Auch Ex-Verkehrsministerin Monika Forstinger (45) traut Claudia Haider zu, am besten das Vermächtnis ihres verstorbenen Mannes weiterzuführen. Die Ex-FPÖ-Politikerin kennt Claudia Haider freilich schon seit vielen Jahren – und sieht in ihr eine „starke, engagierte Frau, die schon immer ein perfektes Setting in Kärnten hatte“, weiß die einstige Verkehrsministerin. „Kein Wunder also, dass sich die Kärntner, die ja von ihrem Wesen her sehr emotional, sehr beseelt sind, wünschen, dass sie nun das Werk ihres geliebten Landesvaters weiterführt.“ Eine große Aufgabe, die Forstinger (Geschäftsführerin eines oberösterreichischen Risikomanagement-Unternehmens) der Witwe von Jörg Haider zutraut. „Im kulturellen und sozialen Bereich ist Claudia Haider ohnehin sehr erfahren.
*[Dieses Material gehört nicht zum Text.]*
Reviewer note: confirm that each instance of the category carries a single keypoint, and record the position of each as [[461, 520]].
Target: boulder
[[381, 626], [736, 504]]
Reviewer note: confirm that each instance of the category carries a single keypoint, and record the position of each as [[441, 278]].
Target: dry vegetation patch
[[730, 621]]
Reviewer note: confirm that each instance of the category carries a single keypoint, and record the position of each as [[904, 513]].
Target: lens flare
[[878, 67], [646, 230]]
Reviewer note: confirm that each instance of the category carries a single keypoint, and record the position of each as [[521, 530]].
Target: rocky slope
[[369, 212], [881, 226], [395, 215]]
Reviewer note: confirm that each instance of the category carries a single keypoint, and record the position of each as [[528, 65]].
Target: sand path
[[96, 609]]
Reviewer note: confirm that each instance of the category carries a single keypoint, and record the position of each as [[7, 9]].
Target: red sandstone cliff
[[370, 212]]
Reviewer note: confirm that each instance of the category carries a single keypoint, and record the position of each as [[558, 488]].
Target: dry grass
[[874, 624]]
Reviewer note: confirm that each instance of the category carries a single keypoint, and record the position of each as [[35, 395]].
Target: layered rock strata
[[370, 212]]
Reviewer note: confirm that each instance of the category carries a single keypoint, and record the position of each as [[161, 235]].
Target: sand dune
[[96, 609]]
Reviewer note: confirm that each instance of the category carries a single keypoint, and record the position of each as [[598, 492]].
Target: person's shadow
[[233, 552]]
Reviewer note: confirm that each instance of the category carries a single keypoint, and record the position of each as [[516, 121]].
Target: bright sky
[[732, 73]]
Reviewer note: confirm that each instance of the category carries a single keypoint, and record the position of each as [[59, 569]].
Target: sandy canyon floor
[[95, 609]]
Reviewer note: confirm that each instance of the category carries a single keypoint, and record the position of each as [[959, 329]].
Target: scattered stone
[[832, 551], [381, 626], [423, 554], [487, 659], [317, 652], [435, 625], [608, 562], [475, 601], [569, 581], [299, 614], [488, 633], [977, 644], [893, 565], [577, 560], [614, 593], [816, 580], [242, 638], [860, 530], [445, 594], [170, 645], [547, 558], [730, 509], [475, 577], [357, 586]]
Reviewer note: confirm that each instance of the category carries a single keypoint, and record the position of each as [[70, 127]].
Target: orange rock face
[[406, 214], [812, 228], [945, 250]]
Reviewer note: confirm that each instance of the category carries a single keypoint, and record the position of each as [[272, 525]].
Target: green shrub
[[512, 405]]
Auch in anderen Disziplinen hätte sie – mit Unterstützung guter Fachbereichsleiter – sicher die nötige Kompetenz. Ja, ich denke, Kärnten ist reif für eine Frau an der Spitze!“

Engagierte Landesmutter
Dass Claudia Haider ein politisches Talent besitzt, zeigte sie in den letzten Jahren schon als Landesmutter. Sie hat die Rolle neu definiert. Denn die Bärental-Managerin war in 32 Ehejahren nie nur Anhängsel. Ob für den Sozialmarkt, die Vorsorgemedizin oder als Gastgeberin für Künstler, Claudia Haider engagierte sich. Sie schaffte es, neben ihrem omnipräsenten Mann ein eigenständiges Betätigungsfeld zu finden. Die Kärntner liebten zunehmend ihre bodenständige Art und Claudia Haider bestach vor allem durch ihre Herzenswärme.

Deswegen bleibt sie, egal wie sie sich entscheidet, die Landesmutter der Herzen.